On Aaron’s post about PodSleuth, there was this comment by Søren Hauberg:
I think you (and many others) are missing one of the main mono problems. From the outside it looks a lot like Novell is pushing mono much harder then is healthy. Mono gets used in places where its the wrong _technical_ choice. Beagle is probably the prime example here. [...] All because somebody made the wrong decision with choice of language.
Maybe we made the wrong decision about the choice of language, but it’s a bit of a stretch to imply that Novell pushed this decision on anybody. We chose Mono for a couple of reasons. The first and biggest one is that we simply weren’t interested in writing desktop apps in C anymore. It’s no surprise that virtually every new GNOME app is either written in Python (Jokosher, Gimme, Conduit, etc.) or for Mono (Tomboy, F-Spot, etc.).

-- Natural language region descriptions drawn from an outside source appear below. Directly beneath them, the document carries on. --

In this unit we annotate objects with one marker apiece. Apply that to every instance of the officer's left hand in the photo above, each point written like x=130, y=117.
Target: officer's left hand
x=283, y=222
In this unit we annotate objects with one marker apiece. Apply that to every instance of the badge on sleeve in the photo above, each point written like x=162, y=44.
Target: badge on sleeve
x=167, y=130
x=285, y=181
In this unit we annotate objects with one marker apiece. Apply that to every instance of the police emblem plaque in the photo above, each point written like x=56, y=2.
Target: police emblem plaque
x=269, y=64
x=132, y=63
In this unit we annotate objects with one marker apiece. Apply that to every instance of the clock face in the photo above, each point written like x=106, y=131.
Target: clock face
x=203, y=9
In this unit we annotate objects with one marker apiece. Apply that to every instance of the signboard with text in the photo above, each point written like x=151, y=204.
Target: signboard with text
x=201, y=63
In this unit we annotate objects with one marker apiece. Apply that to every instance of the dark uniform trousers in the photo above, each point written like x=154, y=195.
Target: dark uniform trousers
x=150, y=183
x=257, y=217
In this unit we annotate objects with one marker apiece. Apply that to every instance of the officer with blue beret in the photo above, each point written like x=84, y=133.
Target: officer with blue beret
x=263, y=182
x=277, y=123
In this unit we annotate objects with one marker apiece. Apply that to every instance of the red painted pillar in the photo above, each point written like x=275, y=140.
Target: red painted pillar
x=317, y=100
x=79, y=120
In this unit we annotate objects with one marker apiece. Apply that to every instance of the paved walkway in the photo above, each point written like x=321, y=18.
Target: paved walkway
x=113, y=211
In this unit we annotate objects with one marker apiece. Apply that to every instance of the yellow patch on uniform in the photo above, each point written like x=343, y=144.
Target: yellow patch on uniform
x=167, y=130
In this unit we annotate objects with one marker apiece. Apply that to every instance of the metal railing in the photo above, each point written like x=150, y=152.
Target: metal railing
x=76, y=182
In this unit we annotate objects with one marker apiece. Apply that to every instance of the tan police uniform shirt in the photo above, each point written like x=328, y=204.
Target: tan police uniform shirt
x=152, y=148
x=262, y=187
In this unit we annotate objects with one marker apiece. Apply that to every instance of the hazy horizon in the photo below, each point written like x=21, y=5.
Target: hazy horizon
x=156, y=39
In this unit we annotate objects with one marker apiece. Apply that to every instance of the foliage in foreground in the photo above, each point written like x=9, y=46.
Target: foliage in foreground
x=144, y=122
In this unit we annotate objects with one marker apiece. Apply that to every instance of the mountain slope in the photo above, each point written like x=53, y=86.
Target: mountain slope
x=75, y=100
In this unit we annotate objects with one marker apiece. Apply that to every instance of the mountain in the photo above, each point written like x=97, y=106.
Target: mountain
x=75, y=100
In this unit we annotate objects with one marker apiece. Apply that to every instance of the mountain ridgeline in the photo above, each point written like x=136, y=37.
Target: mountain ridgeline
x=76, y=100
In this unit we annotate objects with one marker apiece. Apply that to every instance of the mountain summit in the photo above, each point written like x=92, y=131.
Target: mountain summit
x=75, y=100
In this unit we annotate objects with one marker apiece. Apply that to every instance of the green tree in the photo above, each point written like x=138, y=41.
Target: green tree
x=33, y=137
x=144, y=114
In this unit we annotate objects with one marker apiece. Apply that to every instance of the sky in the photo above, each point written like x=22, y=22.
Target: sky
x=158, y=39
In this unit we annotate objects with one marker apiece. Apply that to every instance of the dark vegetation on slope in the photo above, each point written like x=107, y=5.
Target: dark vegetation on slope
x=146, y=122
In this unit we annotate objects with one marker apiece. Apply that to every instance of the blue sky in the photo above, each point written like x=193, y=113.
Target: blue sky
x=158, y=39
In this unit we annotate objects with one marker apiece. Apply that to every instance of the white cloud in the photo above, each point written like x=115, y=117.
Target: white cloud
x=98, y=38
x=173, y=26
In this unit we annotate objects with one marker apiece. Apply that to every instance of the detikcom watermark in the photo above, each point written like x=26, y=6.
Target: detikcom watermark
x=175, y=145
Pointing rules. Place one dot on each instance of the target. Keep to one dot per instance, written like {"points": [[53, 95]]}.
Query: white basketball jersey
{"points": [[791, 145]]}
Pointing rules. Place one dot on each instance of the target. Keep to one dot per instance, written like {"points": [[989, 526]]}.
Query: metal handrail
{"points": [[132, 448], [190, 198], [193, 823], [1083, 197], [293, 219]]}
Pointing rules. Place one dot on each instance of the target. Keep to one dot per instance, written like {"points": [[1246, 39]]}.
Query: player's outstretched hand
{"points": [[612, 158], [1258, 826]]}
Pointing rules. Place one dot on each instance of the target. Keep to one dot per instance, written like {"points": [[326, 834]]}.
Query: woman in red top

Secondly, at the time (sometime in 2004) Mono was a fairly new, interesting platform that we wanted to learn about. Remember that Mono was largely created for the purpose of making desktop apps easier to develop — the interoperability with Windows was a secondary benefit.
And lastly, having worked with Trow on a reasonably big desktop Python app, we wanted a strongly typed language. Writing real applications in Python requires a discipline that unfortunately most people (including myself, at that time) are unwilling to adhere to, and this easily leads to buggy and hard to maintain programs. You have to be very diligent about unit tests and code coverage for every line of code, because you can’t rely on the compiler to catch errors for you. We had been burned by this a bit, and wanted to get back to a strongly typed, but still easy to use language that integrated well with the desktop.
So there was never a sinister motive here on Novell’s part, and we the developers were unhindered in making a decision about what technology to use. You know how hackers are, they want to use whatever the new and cool technology was. For us, it was Mono. For a lot of web hackers today, it’s Ruby.
And as an aside, I disagree that Mono is inherently unsuitable and the wrong technical choice for something like Beagle, but that’s another discussion entirely.
Søren continues:
My point is simply that Novell is pushing mono so hard that it is being used in applications where it not the best choice. Combine this with the political issues around using MS technology, and its not hard to understand why some people get upset when useful stuff is written with mono.
I’m not exactly clear in what manner and onto whom Novell is trying so hard to push Mono? I can speak for Beagle, and while I’ve obviously advocated my project for inclusion in the distributions, I’ve never even pushed for its inclusion into GNOME. In fact, we were aware of the political sensitivity of Mono and it influenced our technical design of Beagle. That’s why we provide a pure C library for desktop apps to integrate with it, without having to link to Mono (or depend on it) in any way.
As for other Mono apps, only Tomboy is included in GNOME, and that was written and proposed by someone who isn’t even a Novell employee. I don’t think that F-Spot or Banshee have ever been proposed, and it’s hard to argue that they’ve ever been forced onto anybody.
Novell hasn’t been trying to “sneak” Mono into anything. The apps we’ve helped develop help showcase what is possible with it in a Linux desktop context, and how rapidly good desktop apps can be written. Maybe I am biased, but to me our advocacy is entirely rational: Mono should be a first class development environment for the desktop, and I wouldn’t see or have any problem if someone did the same for Python.